The realignment of the center of the American electorate is not a broad-based phenomenon. Rather, white working class voters who formed the foundation of FDR's coalition have abandoned the Democratic Party en masse. In a new study, the Pew Research Center found that the GOP advantage over the Dems in party members and leaners among all white voters has increased from R+2 in 2008 to a massive R+13 today. The most pronounced shift is among white voters with a high school or some college education and a middle or low-middle class income - the white working class (WWC). Because the number of voters who self identify as GOP members has remained largely unchanged, these migrating WWC voters are Indis who now lean towards voting GOP.

In 2010, the WWC did vote for a GOP Congress. In Third Way polling, 53% of the voters who switched from voting Dem in 2008 to voting GOP in 2010 were Indis who heavily believe that government was "almost always wasteful and inefficient" and the Dems were "too reliant on government to solve problems.

Indis disapprove of President Barack Obama by similar margins. After a brief honeymoon period in the opening months of his administration, Indi approval of the President cratered in the summer of 2009 when the first Obamacare bill was made public and has since settled in the low 40% range.



The Center of the Center

Appropriately, the center of the American electorate has shifted the hardest against the Dems in the geographical center of the country. The Pew Research Center found that the white voters shifted the most toward leaning GOP in the midwest (+17%) and the what is probably the plains and Rocky Mountain west (+11%).

This shift manifested itself in 2010 when the voters painted the center of the national House of Representatves map almost solid red:



The center of the country appears to have similar plans for President Obama in 2012. In a recent Marist poll, voters in the midwest already plan to vote against Barack Obama by a 46% to 35% margin. If the undecided break along similar lines, every single midwest state except for maybe Obama's home state of Illinois will break against the President in 2012.

A recent Quinnipiac poll of Ohio well illustrates the realignment of the Indis in the midwest. In what is traditionally a bell-weather state that votes for the winners of presidential elections, Indi voters disapprove of President Obama by a 54% to 42% margin and say the President does not deserve reelection by a similarly daunting 51% to 40% spread.
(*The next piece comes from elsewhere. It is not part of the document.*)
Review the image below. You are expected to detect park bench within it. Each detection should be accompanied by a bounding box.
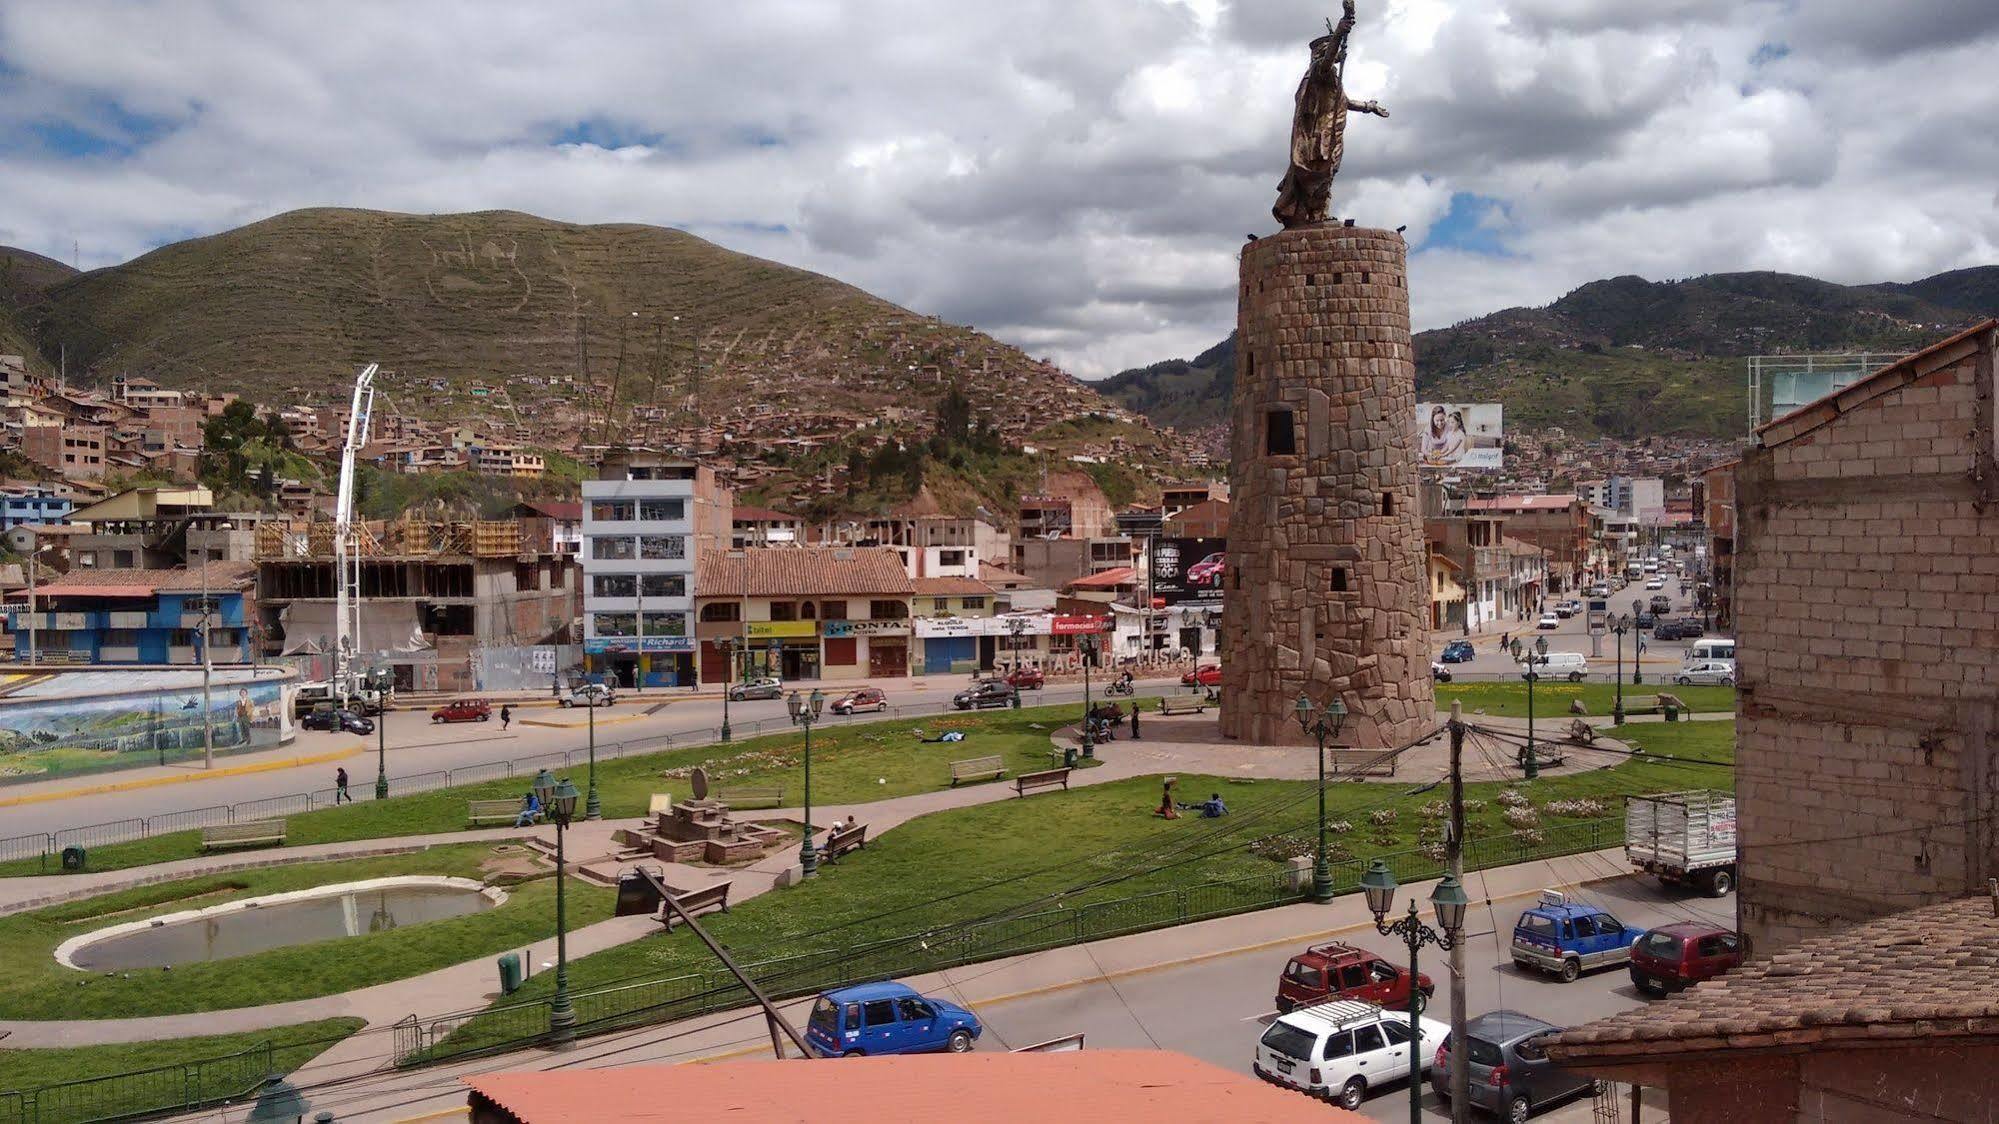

In the past, WWC voters shifted against the Dems in similar numbers to elect Ronald Reagan to two landslide presidential victories in 1980 and 1984, and then to elect a GOP Congress in 1994. However, many of these voters subsequently migrated back to the Dems running centrist campaigns after two Bush administrations went into the business of expanding the reach of government. The question is whether the current shift back to a more conservative GOP running against a far left Democratic Party is a realignment or simply another marriage of ideological convenience.